In most ways, these advances are incredible, and really do give people more choices around their decision to have, or not have, children. However, all of these services and products also work together to give the illusion of control over a process that cannot be controlled. The danger of this illusion, other than making us spend a ton of time, money and energy when perhaps we don’t have to or shouldn’t, is that it can make us feel personally responsible for a negative outcome. It can make us feel like if only we had bought the right supplement and used the right tracking device, then we would be pregnant. Or if we had tried earlier or harder or longer then we would have a child. It can, and does, make women feel badly about themselves and their bodies: like they are failing in something they “should” be able to do with little to no effort.

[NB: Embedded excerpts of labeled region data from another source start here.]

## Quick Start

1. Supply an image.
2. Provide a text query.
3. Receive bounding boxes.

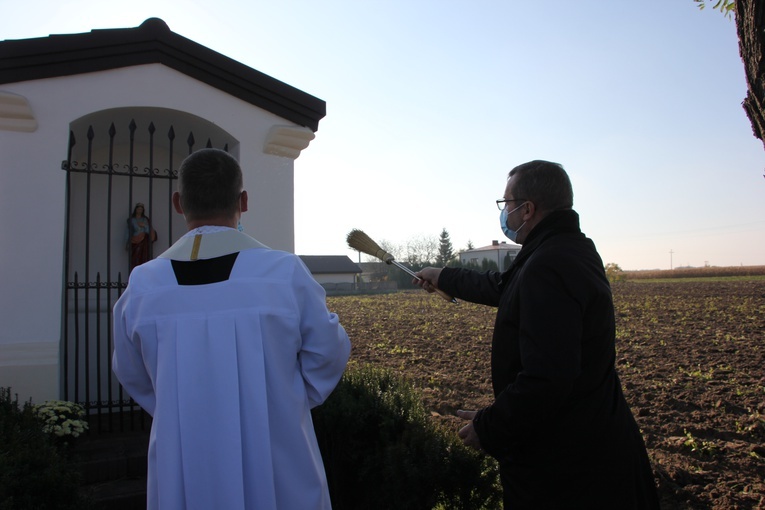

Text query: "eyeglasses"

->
[497,198,526,211]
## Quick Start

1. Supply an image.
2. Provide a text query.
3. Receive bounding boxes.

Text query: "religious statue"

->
[125,202,157,271]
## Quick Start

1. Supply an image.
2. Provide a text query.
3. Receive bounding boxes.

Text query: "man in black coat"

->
[416,161,659,510]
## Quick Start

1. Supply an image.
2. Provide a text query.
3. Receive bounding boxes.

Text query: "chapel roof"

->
[0,18,326,131]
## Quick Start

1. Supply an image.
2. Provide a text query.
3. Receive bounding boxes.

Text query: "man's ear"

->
[239,190,247,212]
[173,191,183,214]
[523,202,537,221]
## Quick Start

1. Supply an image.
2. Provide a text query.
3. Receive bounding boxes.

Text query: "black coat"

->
[438,210,658,510]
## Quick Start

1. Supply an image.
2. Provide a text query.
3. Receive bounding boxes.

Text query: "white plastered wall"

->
[0,64,313,402]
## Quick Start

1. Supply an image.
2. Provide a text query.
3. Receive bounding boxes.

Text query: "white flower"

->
[35,400,88,437]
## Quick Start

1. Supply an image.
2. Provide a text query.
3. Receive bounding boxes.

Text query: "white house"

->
[460,240,521,271]
[0,19,326,409]
[300,255,362,285]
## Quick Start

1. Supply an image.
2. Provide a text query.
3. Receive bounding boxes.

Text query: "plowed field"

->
[328,280,765,510]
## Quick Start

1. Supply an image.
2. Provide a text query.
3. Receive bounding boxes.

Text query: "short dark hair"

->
[508,159,574,212]
[178,149,243,220]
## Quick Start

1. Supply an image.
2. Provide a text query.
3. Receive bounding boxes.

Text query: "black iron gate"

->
[61,120,228,431]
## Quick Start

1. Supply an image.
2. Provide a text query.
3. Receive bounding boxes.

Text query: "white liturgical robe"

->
[113,227,350,510]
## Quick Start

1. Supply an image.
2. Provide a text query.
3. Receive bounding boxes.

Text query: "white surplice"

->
[113,227,350,510]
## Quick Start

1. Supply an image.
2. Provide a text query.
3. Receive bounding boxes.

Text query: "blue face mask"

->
[499,202,526,242]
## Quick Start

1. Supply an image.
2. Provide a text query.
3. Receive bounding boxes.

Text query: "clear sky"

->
[0,0,765,269]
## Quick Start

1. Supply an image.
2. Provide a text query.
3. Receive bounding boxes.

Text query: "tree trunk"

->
[736,0,765,169]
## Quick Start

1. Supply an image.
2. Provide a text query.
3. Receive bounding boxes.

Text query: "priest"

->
[113,149,350,510]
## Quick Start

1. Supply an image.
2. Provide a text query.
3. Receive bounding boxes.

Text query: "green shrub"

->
[0,388,87,510]
[313,367,501,510]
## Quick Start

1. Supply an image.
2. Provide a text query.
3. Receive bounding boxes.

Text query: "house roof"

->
[462,241,521,253]
[0,18,326,131]
[300,255,362,274]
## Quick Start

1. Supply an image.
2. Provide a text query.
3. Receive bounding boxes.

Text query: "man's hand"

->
[412,267,441,292]
[457,410,483,451]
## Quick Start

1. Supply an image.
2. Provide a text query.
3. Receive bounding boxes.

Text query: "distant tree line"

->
[356,228,510,289]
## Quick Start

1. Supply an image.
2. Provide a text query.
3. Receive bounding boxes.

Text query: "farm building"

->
[0,19,326,410]
[300,255,361,285]
[460,240,521,271]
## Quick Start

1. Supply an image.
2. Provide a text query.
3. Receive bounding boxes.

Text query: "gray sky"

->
[0,0,765,269]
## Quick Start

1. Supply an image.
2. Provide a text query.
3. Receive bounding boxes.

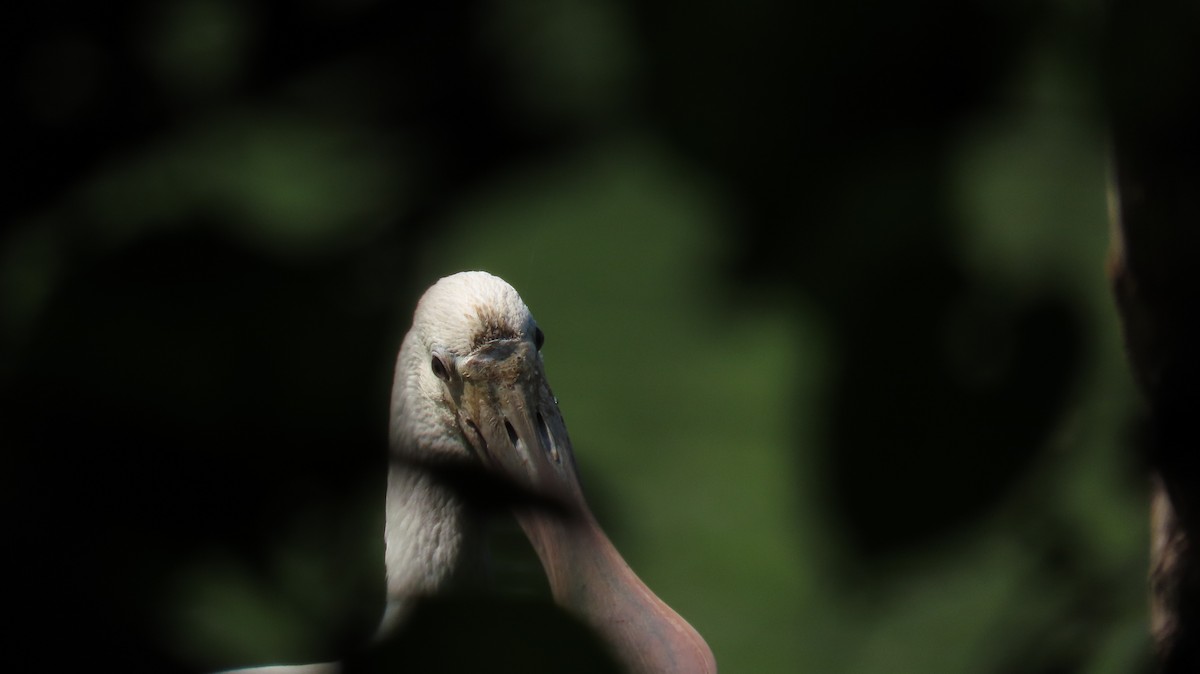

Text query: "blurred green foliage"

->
[0,0,1148,674]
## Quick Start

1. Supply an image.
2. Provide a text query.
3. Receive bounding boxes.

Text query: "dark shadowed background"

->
[0,0,1170,674]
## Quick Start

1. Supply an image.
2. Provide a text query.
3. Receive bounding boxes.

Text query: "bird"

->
[223,271,716,674]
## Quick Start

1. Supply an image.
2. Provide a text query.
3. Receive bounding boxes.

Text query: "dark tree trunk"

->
[1106,0,1200,673]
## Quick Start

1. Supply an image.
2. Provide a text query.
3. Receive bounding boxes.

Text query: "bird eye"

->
[430,354,450,381]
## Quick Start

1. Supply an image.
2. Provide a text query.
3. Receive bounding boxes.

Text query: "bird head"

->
[402,271,582,504]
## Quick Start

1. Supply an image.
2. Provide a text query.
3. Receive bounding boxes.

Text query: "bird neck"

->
[517,508,716,674]
[380,333,474,632]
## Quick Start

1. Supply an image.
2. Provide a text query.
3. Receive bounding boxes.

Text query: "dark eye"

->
[430,354,450,381]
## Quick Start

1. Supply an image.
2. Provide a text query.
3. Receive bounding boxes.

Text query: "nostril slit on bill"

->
[538,411,558,463]
[467,421,487,453]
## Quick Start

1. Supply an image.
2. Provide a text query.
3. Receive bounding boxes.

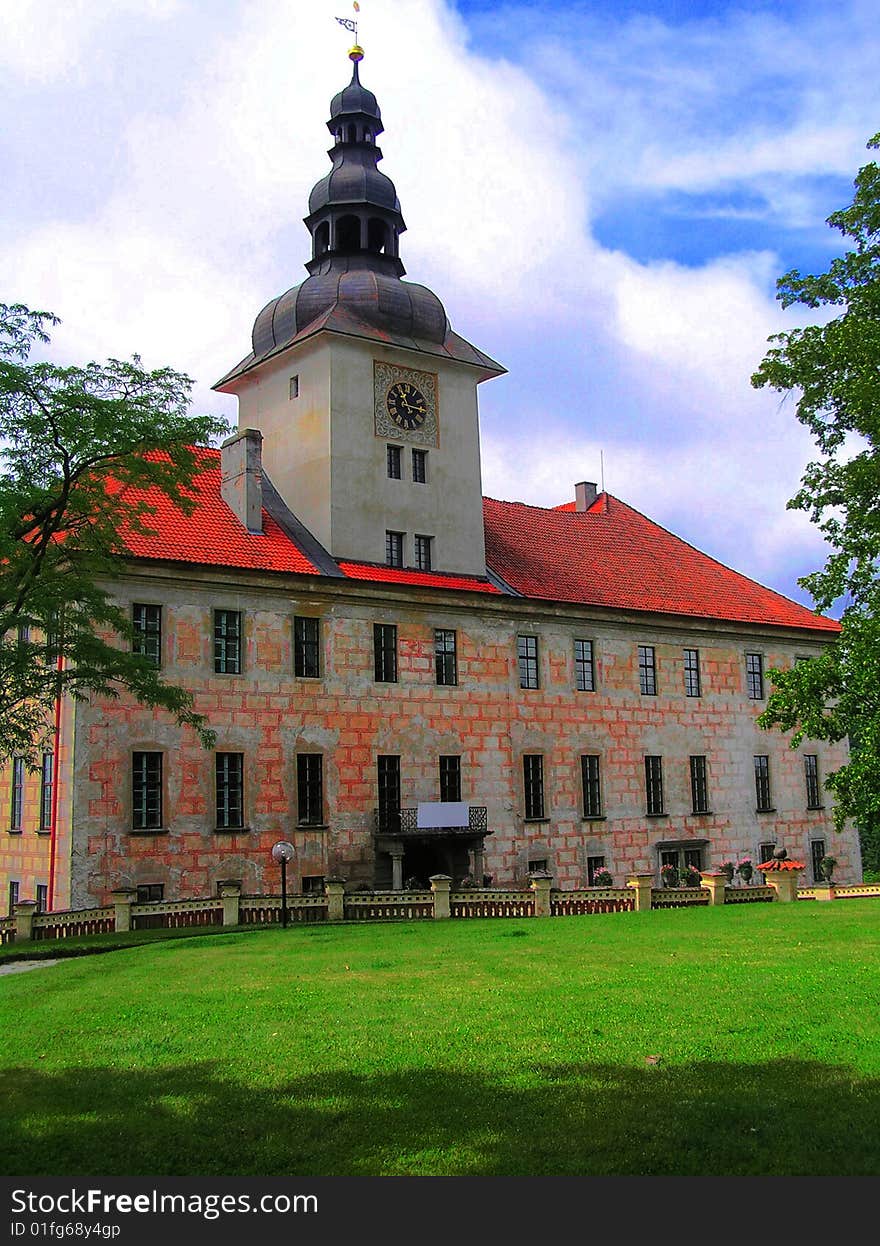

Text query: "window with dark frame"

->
[575,640,596,693]
[386,446,400,480]
[293,614,320,679]
[376,755,400,834]
[214,753,244,831]
[214,611,242,675]
[745,653,764,700]
[804,753,823,809]
[684,649,701,697]
[434,628,459,685]
[131,602,162,667]
[9,758,25,831]
[691,756,709,814]
[754,755,773,814]
[373,623,398,684]
[581,753,602,817]
[135,882,165,905]
[297,753,324,826]
[413,533,434,571]
[638,644,657,697]
[40,753,55,831]
[522,753,543,820]
[131,753,162,831]
[644,756,664,817]
[440,754,461,801]
[587,856,605,887]
[810,840,825,882]
[385,532,404,567]
[516,635,538,688]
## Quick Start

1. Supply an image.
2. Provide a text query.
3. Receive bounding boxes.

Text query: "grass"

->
[0,900,880,1176]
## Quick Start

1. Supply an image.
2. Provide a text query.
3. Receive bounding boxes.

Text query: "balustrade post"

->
[627,873,654,913]
[110,887,137,935]
[702,873,727,906]
[219,878,242,926]
[15,900,36,943]
[428,873,452,918]
[528,870,553,917]
[324,876,345,922]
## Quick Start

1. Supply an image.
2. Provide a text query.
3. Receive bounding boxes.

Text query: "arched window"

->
[337,217,360,252]
[366,217,388,255]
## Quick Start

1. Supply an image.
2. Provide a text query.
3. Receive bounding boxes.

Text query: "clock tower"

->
[216,47,504,576]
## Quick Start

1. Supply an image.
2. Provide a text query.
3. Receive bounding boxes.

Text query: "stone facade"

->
[0,568,847,908]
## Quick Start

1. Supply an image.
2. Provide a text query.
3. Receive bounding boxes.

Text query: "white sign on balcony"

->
[415,800,470,831]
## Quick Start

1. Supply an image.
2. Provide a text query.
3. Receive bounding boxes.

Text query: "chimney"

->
[221,429,263,532]
[575,480,597,511]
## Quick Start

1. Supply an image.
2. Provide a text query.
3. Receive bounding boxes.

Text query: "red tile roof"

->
[484,493,840,632]
[113,449,318,574]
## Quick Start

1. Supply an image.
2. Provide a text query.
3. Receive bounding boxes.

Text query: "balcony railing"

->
[373,805,489,837]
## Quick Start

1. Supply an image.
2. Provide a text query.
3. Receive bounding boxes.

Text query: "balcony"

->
[373,805,489,839]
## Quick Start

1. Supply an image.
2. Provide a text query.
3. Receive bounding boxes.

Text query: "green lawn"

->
[0,900,880,1176]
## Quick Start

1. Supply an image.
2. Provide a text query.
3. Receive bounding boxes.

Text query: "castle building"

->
[0,49,861,908]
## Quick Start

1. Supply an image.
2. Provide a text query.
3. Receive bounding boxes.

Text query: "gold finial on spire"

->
[337,0,364,66]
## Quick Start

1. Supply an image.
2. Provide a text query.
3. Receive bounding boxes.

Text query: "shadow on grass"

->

It seems like a trivial comparison to bring this back to sports, but I think there are lessons we have learned in the sports community about control that we haven’t quite yet acknowledged in the fertility space. When we have prepared everything perfectly but on race day fail spectacularly, we seem to have reached an understanding that sometimes there isn’t anything we could’ve done differently: it was just a bad day. We seem to acknowledge that the preparation and the outcome are related, but the first is never a promise of the second.
Realizing this helped me loosen my grip on the outcome of trying to conceive. It did not mean that I stopped being a pretty particular over-preparer, but I did include meditation alongside the period tracking, and got off social media. (If there is one action I wholeheartedly condone in the pregnancy process, it is this. Please do not play the comparison game on social media with this process. It just has so little benefit and so much potential harm.)
In the end, I did get pregnant. I’m sure there are plenty of people out there who might say, “See? You got pregnant when you stopped trying so hard!” No! This is the whole point! I didn’t get pregnant because I started, or stopped, doing anything. I set myself up for success and then got lucky. Also, I would be remiss to finish this piece without specifically mentioning the type of luck that comes with being in a heterosexual relationship. When I say, “set myself up for success” I mean having lots of sex. There are, of course, difficulties with this method. (See above about it not being that fun sometimes to turn your love life into work.) However, it is free and readily available and did I mention free? I have friends and family members who have gone through IUI and IVF and I can’t imagine the extra pressure that thousands of dollars per attempt puts on the outcome. On top of the money, there are hormone shots and so, so many appointments, and the chances of success are far lower than you’d think.
So. All this to say: yes x1000 to giving people more options, choices and information around fertility. Yes x1,000,000 to helping female athletes take control of their parenthood journeys. But to anyone going through this process, be kind to yourself. Do not believe all the sleek marketing that tells you you can control this outcome: you can’t. Just like with sports, try to set goals for yourself that don’t have anything to do with your result. And also like with sports, there’s a true community of women out here for you: you never have to do any of this alone.
This blog is part of An Athlete’s Pregnancy, a personal multi-part series chronicling one athlete’s experience navigating pregnancy after an elite sports career.